MSD Task 7 Pancreas

MSD Task 7 Pancreas is part of the Medical Segmentation Decathlon (MSD) challenge. The dataset consists of 420 portal-venous phase CT scans of patients undergoing resection of pancreatic masses. The corresponding target ROIs were the pancreatic parenchyma and pancreatic mass (cyst or tumor). This dataset was selected due to label unbalance between large (background), medium (pancreas) and small (tumor) structures. The data was acquired in the Memorial Sloan Kettering Cancer Center, New York, US.

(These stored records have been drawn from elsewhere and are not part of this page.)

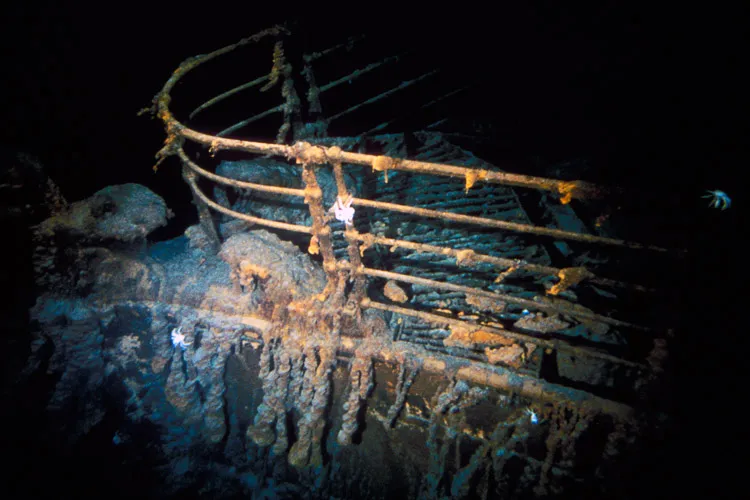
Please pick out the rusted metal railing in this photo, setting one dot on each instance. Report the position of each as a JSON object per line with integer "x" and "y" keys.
{"x": 310, "y": 157}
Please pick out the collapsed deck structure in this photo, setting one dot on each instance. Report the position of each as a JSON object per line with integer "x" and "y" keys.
{"x": 362, "y": 311}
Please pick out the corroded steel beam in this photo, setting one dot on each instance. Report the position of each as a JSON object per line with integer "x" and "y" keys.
{"x": 377, "y": 273}
{"x": 235, "y": 183}
{"x": 559, "y": 345}
{"x": 370, "y": 239}
{"x": 247, "y": 218}
{"x": 490, "y": 376}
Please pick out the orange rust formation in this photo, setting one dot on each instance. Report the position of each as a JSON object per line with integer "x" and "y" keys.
{"x": 494, "y": 336}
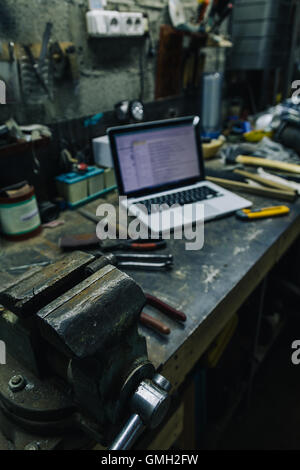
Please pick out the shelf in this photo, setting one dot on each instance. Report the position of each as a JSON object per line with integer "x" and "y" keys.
{"x": 23, "y": 147}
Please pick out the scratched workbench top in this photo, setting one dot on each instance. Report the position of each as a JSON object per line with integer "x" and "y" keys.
{"x": 199, "y": 280}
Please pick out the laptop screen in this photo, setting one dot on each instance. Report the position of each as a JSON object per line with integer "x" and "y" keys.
{"x": 150, "y": 158}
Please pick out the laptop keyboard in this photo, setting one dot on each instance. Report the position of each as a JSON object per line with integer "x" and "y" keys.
{"x": 202, "y": 193}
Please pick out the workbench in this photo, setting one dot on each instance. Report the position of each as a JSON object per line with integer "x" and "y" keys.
{"x": 208, "y": 285}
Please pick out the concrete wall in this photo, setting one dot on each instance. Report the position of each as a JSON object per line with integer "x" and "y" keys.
{"x": 110, "y": 69}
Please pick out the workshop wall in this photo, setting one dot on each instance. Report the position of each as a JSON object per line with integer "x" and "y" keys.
{"x": 110, "y": 69}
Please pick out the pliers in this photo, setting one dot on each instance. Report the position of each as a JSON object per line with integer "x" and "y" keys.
{"x": 141, "y": 261}
{"x": 157, "y": 325}
{"x": 133, "y": 245}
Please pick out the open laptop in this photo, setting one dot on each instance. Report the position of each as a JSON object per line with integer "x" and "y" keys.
{"x": 160, "y": 164}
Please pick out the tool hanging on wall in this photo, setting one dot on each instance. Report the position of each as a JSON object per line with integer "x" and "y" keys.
{"x": 37, "y": 83}
{"x": 9, "y": 72}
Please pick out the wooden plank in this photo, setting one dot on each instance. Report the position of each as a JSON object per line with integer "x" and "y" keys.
{"x": 264, "y": 181}
{"x": 247, "y": 188}
{"x": 169, "y": 62}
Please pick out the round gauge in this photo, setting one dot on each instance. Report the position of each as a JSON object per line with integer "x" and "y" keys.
{"x": 121, "y": 110}
{"x": 137, "y": 110}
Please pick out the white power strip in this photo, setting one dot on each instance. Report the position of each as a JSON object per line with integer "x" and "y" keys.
{"x": 97, "y": 4}
{"x": 113, "y": 23}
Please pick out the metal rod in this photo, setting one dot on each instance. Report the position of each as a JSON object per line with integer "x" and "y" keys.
{"x": 129, "y": 434}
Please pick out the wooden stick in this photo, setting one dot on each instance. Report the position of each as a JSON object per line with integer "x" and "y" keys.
{"x": 265, "y": 163}
{"x": 266, "y": 192}
{"x": 264, "y": 181}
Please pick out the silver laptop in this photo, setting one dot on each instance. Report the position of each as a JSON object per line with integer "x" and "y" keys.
{"x": 159, "y": 168}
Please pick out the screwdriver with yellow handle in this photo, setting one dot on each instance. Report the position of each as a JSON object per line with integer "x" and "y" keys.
{"x": 273, "y": 211}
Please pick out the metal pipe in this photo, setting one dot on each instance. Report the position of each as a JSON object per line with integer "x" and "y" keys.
{"x": 129, "y": 434}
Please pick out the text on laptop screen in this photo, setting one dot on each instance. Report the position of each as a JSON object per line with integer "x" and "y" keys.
{"x": 154, "y": 157}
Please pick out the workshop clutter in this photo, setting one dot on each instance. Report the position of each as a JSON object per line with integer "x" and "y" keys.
{"x": 19, "y": 214}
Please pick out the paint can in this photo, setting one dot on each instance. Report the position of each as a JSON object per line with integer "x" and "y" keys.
{"x": 19, "y": 215}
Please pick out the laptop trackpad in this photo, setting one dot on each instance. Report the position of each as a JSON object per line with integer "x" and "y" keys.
{"x": 210, "y": 210}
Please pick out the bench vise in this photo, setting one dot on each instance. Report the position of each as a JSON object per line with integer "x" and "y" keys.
{"x": 77, "y": 369}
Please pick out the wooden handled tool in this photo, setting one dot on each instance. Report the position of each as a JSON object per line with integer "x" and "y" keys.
{"x": 266, "y": 163}
{"x": 245, "y": 187}
{"x": 264, "y": 181}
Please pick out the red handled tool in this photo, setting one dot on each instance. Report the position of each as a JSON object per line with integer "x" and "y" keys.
{"x": 168, "y": 310}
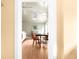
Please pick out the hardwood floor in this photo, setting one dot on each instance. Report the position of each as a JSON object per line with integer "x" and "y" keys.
{"x": 33, "y": 52}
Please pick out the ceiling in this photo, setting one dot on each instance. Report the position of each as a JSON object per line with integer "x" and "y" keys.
{"x": 32, "y": 11}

The segmentation classes are: Background, Pancreas and Cancer.

Raw data

Key stats


Modality	Vision (radiology, CT scans)
Task	Segmentation (3 classes)
Data size	11 GB
Image dimension	Variable (3D volumes)
Files format	`.nii.gz` ("NIFTI") images
Number of scans	281
Splits in use	train / val

Splits

The dataset uses predefined train/validation splits:

Splits	Train	Validation
# Scans	257	24

The split was taken from https://github.com/Luffy03/Large-Scale-Medical/blob/main/Downstream/monai/Panc/dataset_panc.json

Organization

The training data is expected to be organized as follows:

Dataset007_Pancreas
├── imagesTr/
│   ├── pancreas_001_0000.nii.gz
│   ├── pancreas_002_0000.nii.gz
│   └── ...
└── labelsTr/
    ├── pancreas_001.nii.gz
    ├── pancreas_002.nii.gz
    └── ...

Download and preprocessing

The MSDTask7Pancreas dataset can be downloaded automatically by setting download=True when initializing the dataset, or by setting the environment variable DOWNLOAD_DATA=true. The dataset is hosted on Hugging Face and requires a Hugging Face token to be set in the HF_TOKEN environment variable.

Relevant links

License

Please refer to the original dataset license terms from the Medical Segmentation Decathlon.